The scholarship will be partly funded by inmates.

The Victims of Violent Crime Scholarship Fund will initially provide up to $3,000 a year for four years to one applicant each year, Sanguinetti said. It could provide more scholarships as the fund grows.

Applicants between the ages of 18 and 23 must have a 2.5 high school GPA, must qualify for federal financial aide and be a victim of a violent crime committed in Colorado. Convicted felons won’t qualify.

Inmates will be asked to donate 50 cents annually to support the fund, Sanguinetti said. Other groups, including the Colorado Criminal Justice Association, have pledged to contribute, she said.

“I’m really shocked my letter had an impact. It’s a sad situation but maybe there is some justice for the victims,” Luton said.

It was June 2003 when Col.

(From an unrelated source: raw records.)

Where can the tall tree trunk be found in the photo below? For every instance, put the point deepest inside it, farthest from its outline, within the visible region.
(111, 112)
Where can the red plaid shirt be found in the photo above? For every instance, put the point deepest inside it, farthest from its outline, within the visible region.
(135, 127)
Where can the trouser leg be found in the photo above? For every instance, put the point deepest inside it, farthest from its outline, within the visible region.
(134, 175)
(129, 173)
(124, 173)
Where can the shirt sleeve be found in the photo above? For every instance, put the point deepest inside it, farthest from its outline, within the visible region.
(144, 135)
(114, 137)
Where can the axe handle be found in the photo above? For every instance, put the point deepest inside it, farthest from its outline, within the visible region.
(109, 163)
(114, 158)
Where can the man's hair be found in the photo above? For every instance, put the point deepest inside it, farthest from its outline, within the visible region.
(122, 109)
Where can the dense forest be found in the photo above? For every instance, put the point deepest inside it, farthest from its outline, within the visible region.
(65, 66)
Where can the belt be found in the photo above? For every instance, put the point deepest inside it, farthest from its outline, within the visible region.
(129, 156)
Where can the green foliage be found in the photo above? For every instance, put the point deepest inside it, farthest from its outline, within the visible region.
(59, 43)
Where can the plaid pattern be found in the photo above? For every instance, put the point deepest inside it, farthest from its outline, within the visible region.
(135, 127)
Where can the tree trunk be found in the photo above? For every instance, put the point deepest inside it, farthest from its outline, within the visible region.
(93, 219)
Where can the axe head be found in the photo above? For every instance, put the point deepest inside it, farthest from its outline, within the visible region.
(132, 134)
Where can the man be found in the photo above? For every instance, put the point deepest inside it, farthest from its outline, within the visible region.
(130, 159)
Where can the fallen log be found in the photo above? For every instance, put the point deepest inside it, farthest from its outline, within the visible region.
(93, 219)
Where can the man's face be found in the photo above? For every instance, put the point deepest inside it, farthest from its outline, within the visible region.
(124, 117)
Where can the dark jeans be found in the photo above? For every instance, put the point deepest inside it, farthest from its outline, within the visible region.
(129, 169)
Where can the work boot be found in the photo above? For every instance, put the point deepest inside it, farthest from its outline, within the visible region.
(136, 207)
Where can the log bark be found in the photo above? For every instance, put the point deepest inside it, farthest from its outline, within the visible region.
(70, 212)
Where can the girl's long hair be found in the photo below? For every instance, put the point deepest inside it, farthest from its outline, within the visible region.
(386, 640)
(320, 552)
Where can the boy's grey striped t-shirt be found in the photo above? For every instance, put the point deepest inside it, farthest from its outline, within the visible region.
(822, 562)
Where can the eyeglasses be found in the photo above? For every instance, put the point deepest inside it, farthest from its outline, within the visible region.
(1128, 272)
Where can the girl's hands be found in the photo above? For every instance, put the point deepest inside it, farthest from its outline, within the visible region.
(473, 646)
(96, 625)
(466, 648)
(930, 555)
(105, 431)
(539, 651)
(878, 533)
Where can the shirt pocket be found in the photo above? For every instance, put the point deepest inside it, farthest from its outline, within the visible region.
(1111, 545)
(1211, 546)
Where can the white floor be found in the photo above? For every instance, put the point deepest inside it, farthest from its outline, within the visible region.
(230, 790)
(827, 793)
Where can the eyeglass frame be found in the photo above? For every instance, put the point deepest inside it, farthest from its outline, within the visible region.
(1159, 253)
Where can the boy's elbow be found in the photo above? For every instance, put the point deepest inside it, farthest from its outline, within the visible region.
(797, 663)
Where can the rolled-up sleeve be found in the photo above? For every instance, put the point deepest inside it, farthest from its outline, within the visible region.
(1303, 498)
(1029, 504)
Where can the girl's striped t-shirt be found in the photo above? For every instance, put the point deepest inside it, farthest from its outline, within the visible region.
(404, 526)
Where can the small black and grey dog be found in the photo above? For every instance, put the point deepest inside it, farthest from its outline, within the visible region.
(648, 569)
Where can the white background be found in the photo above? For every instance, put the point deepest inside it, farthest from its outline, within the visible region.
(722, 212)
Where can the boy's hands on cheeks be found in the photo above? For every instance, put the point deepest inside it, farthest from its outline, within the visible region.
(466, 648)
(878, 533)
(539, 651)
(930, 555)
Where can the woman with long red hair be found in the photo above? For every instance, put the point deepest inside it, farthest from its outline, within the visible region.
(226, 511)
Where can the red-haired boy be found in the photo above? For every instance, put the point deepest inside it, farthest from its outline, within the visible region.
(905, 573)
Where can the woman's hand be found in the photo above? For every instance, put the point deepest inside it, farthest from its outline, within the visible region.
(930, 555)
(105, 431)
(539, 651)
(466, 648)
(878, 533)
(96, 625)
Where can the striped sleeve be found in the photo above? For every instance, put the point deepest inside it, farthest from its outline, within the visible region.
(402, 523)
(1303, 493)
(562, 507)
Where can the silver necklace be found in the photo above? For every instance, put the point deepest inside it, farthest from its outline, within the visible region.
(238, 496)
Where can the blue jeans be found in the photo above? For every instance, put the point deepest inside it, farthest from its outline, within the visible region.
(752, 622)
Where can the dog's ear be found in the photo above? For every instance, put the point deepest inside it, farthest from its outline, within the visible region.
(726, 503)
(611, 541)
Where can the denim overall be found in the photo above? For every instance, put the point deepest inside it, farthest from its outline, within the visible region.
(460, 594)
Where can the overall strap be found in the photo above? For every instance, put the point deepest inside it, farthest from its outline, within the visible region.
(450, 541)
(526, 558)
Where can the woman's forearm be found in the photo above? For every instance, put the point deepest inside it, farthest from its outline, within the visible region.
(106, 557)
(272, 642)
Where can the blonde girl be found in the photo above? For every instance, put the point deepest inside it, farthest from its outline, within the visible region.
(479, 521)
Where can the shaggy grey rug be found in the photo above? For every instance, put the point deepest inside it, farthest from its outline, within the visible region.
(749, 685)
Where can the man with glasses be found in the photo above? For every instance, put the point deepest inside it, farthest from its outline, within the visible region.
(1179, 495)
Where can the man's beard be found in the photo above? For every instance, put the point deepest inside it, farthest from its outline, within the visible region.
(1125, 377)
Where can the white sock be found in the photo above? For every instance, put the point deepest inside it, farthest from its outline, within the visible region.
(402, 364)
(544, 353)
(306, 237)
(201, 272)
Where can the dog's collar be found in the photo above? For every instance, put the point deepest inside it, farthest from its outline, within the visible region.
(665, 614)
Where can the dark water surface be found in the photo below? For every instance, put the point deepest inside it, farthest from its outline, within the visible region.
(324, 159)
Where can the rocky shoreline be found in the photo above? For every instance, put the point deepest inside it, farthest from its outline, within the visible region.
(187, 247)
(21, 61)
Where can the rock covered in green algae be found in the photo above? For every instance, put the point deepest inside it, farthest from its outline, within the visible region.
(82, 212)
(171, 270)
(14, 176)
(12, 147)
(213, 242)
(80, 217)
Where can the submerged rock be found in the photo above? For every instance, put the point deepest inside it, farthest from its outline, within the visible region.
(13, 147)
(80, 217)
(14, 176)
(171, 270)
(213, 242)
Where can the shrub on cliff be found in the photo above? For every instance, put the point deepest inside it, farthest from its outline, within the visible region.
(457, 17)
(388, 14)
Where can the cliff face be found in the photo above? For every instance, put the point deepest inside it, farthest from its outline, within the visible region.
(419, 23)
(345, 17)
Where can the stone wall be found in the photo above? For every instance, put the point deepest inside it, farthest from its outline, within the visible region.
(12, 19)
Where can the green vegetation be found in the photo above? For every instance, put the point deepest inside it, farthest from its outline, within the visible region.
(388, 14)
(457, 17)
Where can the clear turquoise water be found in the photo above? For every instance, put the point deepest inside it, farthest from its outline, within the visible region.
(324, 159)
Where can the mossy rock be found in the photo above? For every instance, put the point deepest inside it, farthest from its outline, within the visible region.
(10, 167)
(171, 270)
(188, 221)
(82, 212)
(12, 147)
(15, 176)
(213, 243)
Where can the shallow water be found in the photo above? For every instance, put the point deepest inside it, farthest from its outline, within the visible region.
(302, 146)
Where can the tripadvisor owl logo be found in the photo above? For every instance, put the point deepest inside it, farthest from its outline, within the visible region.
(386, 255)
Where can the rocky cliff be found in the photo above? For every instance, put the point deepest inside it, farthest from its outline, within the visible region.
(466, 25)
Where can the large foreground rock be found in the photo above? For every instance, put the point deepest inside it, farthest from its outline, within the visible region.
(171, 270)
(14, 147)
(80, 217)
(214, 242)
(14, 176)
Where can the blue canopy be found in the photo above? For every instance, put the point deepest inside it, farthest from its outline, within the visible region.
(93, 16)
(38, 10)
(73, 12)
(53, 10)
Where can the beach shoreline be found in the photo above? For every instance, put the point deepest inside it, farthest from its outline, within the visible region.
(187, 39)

David Bean, 56, beat and strangled to death his wife and Luton’s sister, Melanie Bean, in Colorado Springs.

Bean was convicted and sentenced to life in prison. With money from his family, he enrolled in a college correspondence course and earned a bachelor’s degree, Sanguinetti said.

Luton said Melanie’s daughter and son from her first marriage, Ashleigh and Colby Rude, were both in college when their mother was killed.

Ashleigh had completed a degree at Colorado State University and was going to enroll in a post-graduate veterinary program. When her mother was killed she postponed those plans and went to work before getting a nursing degree, Luton said. Colby had to sit out of engineering classes at Virginia Tech for a semester and work, Luton said.

“They both struggled to have money to continue their educations,” she said.

When Luton received a letter from the prison that Bean earned a degree, she said it infuriated her.

“It was like he was being rewarded instead of punished. He doesn’t have to worry about rent or food.”

Her letter to Arkansas Valley Correctional Facility warden Michael Arellano made that point:

“Let me tell you of another ceremony . . . a heartbreaking funeral,” the Aug. 16 letter said. “(Melanie’s) children have had to take out loans to get a college degree and even sit out semesters to work to have enough money to live on and go to school. . . . They will not have a mother to attend their graduations.”

Contributions to the scholarship fund can be sent online to voicesof or mailed to Victims of Violent Crimes Scholarship Fund, care of Voices of Victims, 625 E. Evans Ave., Denver, CO 80210.